Enquanto isso, educadores e responsáveis do centro social os ajudarão a transcrever as inenarráveis vivências que tiveram que enfrentar para chegar até lá.

“Temos que prepará-los, ajudá-los a explicar sem que isso os destrua psicologicamente”, explica Catherine Baillon, chefe de serviço neste centro.

“Cria-se uma relação de confiança. Sem colocar em dúvida sua vida e evitando que fiquem frágeis, temos que prepará-los para que expliquem tudo”. Porque tudo o que não é relatado é considerado mentira, recorda Antonin, um dos educadores especializados.

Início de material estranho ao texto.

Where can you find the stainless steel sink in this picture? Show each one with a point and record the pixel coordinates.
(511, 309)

O frio começa a ser sentido do pequeno povoado onde Abdul Omar chegou há uma semana. Bem abrigado, começa a contar uma parte de sua história.

Ele também fugiu de Darfur, após presenciar a morte de sua família. Ele e sua mãe sobreviveram, mas ela teve que ficar no Sudão. “Tem problemas cardíacos”, murmura.

Sua viagem até a França durou quase dois anos. Como muitos sudaneses que fogem da guerra, teve que passar pela Líbia, onde permaneceu mais de um ano antes de cruzar o Mediterrâneo com uma lancha. Contudo, não consegue falar do que aconteceu nestes meses.